For background, Tapjoy is a pay-per-install advertising network: developers pay for enough app downloads so they can ideally crack the top of the iOS or Android charts, get visibility in front of consumers and then gain downloads from more valuable, long-term customers. Tapjoy gets these downloads for its advertisers by putting offer walls in hundreds or thousands of apps, which award gamers virtual currency if they download other apps. It usually costs north of $30,000 to break into the top 25, but it varies widely. If an app is good, it will be cheaper. If it’s poorly designed, it will fall off the charts quickly and no amount of spending will save it. The company’s network includes more than 7,500 Android and iOS apps and reaches 200 million customers (as measured by unique device IDs). It says apps that work with it earn more than $35 million a month.
At the beginning of the year, we wrote about how Tapjoy’s model resuscitated the company, which used to be known as Offerpal and was struggling with a less profitable landscape on the Facebook platform. But the field has dramatically changed in the last three months with about 10 new competitors rushing into pay-per-install advertising like Sponsorpay, OpenFeint and Adknowledge.
Even though Tapjoy has the largest network, this new self-publishing program is about staying one step ahead and preventing competitors from having access to emerging titles. Other pay-per-install networks are cultivating relationships with rising iOS developers by launching seed funds like W3i.

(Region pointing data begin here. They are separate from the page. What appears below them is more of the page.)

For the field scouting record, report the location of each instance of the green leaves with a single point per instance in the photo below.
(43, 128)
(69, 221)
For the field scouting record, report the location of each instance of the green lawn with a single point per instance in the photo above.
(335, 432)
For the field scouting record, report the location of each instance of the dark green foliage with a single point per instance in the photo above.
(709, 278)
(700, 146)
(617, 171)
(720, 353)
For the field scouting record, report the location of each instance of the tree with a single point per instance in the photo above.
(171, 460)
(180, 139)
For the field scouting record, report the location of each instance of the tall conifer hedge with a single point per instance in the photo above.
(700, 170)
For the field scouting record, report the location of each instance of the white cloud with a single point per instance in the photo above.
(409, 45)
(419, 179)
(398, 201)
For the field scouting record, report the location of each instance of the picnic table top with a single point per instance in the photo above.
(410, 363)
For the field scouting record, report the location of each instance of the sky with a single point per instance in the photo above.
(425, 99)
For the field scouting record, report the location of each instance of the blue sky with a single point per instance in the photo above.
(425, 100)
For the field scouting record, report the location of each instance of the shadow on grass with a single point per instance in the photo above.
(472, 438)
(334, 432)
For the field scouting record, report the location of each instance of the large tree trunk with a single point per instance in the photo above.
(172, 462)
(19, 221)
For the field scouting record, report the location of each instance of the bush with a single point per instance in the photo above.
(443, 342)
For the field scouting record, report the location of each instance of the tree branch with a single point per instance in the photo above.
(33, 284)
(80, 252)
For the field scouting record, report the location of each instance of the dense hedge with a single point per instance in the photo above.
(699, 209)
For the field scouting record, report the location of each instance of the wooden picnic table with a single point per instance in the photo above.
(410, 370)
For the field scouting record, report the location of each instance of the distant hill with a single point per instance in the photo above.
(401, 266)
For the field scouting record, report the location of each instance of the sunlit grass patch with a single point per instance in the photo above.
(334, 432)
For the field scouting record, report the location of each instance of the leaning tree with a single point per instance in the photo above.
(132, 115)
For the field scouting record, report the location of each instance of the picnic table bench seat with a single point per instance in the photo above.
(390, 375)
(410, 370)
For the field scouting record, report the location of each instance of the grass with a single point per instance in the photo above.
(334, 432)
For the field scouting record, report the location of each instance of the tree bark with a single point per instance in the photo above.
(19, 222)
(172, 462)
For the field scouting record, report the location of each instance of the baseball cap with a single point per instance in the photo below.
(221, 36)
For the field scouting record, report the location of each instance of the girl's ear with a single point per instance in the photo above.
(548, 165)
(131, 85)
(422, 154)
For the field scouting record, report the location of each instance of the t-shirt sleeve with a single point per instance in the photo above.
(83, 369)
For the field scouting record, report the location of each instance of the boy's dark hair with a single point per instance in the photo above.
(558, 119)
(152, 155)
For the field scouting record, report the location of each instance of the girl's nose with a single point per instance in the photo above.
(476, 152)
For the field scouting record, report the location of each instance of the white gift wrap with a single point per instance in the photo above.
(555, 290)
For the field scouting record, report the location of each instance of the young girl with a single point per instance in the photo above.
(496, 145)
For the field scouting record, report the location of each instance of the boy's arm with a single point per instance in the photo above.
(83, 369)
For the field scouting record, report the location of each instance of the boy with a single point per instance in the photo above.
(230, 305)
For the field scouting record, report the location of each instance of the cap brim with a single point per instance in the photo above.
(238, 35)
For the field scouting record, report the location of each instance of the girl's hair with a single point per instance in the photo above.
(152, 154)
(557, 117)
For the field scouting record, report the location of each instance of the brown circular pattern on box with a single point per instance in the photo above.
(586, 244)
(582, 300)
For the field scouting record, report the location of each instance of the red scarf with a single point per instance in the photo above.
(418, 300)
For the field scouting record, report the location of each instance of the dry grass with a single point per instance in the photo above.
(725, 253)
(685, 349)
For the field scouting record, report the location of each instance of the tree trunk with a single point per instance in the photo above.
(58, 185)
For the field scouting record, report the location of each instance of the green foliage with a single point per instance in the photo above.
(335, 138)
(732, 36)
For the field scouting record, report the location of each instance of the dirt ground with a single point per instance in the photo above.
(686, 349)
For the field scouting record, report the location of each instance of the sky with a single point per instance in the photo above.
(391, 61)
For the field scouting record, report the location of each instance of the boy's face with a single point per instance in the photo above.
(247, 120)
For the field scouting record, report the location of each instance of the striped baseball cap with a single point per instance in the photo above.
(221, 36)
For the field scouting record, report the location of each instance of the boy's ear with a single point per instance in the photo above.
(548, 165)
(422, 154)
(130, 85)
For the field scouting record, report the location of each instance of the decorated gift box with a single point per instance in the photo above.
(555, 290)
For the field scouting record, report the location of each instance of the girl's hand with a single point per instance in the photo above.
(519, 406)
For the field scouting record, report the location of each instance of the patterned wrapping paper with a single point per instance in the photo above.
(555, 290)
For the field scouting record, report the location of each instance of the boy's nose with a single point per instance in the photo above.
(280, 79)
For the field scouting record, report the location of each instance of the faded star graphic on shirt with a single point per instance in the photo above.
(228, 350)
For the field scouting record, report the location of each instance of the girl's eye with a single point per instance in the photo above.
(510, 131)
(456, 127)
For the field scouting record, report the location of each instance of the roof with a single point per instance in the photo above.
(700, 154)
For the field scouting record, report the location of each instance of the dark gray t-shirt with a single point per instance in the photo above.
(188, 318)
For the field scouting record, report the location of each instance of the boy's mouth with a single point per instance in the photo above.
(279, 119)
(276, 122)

The three main services of Tapjoy is offering as part of this self-publishing program are:
1) Distribution: Tapjoy will provide the developer credits to its pay-per-action advertising network. They would be worth anywhere from “tens of thousands of dollars” to potentially much more on an ongoing monthly basis. Chief executive Mihir Shah wouldn’t guarantee that the program would offer enough for a developer to break into the top 25. However, anecdotally from other developers, $20,000 to $45,000 seems to be the going rate at the moment so theoretically it could be enough.
2) Monetization solutions: The company will run the virtual currency infrastructure, the offer wall and other kinds of promotional ad units for the games.
3) Other infrastructure or consulting: The company works with more than 10,000 apps across iOS, Android and Facebook, so it has visibility into what practices monetize best for other developers and can offer advice. It can also secure servers or contract with Amazon’s EC2 on behalf of them.
In exchange, Tapjoy is looking for:
Exclusive distribution rights on relevant platforms (which could be iOS, Android or other future app stores). The length of the contract varies; it could be one to three years.
“In effect, we’re asking for digital media rights,” Shah said. “It’s not dissimilar to what an indie record label might ask for. We want exclusive monetization and distribution.”
He added, “We want the developer to do what they love to do while we handle the business aspects.”
Shah said the emergence of other competitors wasn’t really affecting the company’s bottom line and that it was eyeing new opportunities with other app stores and markets where Android is quickly gaining share.
“The biggest effects on our business are structural. It’s the adoption worldwide of smartphones and the embrace of app usage,” Shah said. “We’re so ubiquitous at this point that we’ve created a marketplace effect.”
Other third-party developers who use both Tapjoy and its rival Flurry, have told us that both companies have been engaged in a fierce rivalry. In fact, Doug Pepper, who used to sit on the boards of both companies recently left Flurry’s to avoid a conflict of interest.
Shah wouldn’t share specifics on future expansion plans, but hinted that the company is looking at the Windows Phone 7 and Mac app stores, in addition to more obvious candidates like the newly-launched Amazon appstore. Intriguingly, Amazon’s distribution licenses make no mention of in-app payments, which potentially creates a window for third-party monetization solutions like Tapjoy or Rovio Mobile’s Bad Piggy Bank. Shah wouldn’t comment on this.
He also said: “The international footprint of Android is driving some curiously creative and thoughts on our end.” Indeed, low-end Android handsets are quickly grabbing share away from Nokia in China with the help of unofficial app stores like nDuoa and GoAPK.